When the WHERE clause includes a column(s) with a bind variable; for example:

column x = :variable_y



In these cases, the stored column statistics can be used to get a representative cardinality estimation for the given expression.

Consider the data returned in the previous example.

NUM_DISTINCT Column Statistic
Low
The number of distinct values for the columns CONVERTED_FLAG is one. In this case this column has only one value. If in the WHERE clause, then there is a bind variable on column CONVERTED_FLAG = :variable_y, say. If CONVERTED_FLAG is low, as the case in this example, then this leads to poor selectivity, and CONVERTED_FLAG is a poor candidate to be used as the index.

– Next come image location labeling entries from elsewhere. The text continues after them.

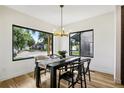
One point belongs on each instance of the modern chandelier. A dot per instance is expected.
(61, 30)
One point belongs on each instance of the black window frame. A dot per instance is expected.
(70, 51)
(13, 25)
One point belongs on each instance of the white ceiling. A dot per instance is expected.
(71, 13)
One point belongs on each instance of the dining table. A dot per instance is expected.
(53, 65)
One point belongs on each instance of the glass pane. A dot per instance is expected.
(87, 44)
(75, 43)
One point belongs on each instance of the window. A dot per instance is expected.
(28, 43)
(81, 43)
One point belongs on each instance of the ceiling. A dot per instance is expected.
(71, 13)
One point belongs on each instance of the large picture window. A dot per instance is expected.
(28, 42)
(81, 43)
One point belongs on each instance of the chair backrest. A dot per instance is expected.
(53, 56)
(86, 65)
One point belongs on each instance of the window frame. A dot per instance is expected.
(70, 51)
(13, 25)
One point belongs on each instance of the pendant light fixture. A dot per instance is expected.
(61, 31)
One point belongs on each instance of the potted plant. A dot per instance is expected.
(62, 53)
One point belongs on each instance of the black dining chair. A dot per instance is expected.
(43, 69)
(72, 75)
(86, 70)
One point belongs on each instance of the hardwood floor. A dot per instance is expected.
(98, 80)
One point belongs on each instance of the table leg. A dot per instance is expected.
(53, 81)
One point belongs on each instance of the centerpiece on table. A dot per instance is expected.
(62, 53)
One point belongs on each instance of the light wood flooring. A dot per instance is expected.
(98, 80)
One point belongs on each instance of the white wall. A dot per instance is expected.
(117, 66)
(104, 40)
(9, 68)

Column COST_BURDEN_DISTRIBUTED_FLAG: NUM_DISTINCT = 2. Likewise, this is low. COST_BURDEN_DISTRIBUTED_FLAG is not a good candidate for an index unless there is much skew or there are a lot of nulls. If there is data skew of, say, 90%, then 90% of the data has one particular value and 10% of the data has another value. If the query only needs to access the 10%, then a histogram is needed on that column in order for the optimizer to recognize the skew and use an index on this column.

High
NUM_DISTINCT is more than 1 million for column EXPEDITURE_ID. If there is a bind variable on column EXPENDITURE_ID, then this leads to high selectivity (implying high density of data on this column). In other words, EXPENDITURE_ID is a good candidate to be used as the index.

NUM_NULL Column Statistic
NUM_NULLS indicates the number of null statistics.

Low
For example, if a single column index has few nulls, such as the COST_DISTRIBUTED_FLAG column, and if this column is used as the index, then the resulting data set is large.

High
If there are many nulls on a particular column, such as the CONVERTED_FLAG column, and if this column is used as the index, then the resulting data set is small. This means that COST_DISTRIBUTED_FLAG is a more appropriate column to index.

DENSITY Column Statistic
This indicates the density of the values of that column. This is calculated by 1 over NUM_DISTINCT.

Column Statistics and Join Methods
Column statistics are useful to help determine the most efficient join method, which, in turn, is also based on the number of rows returned.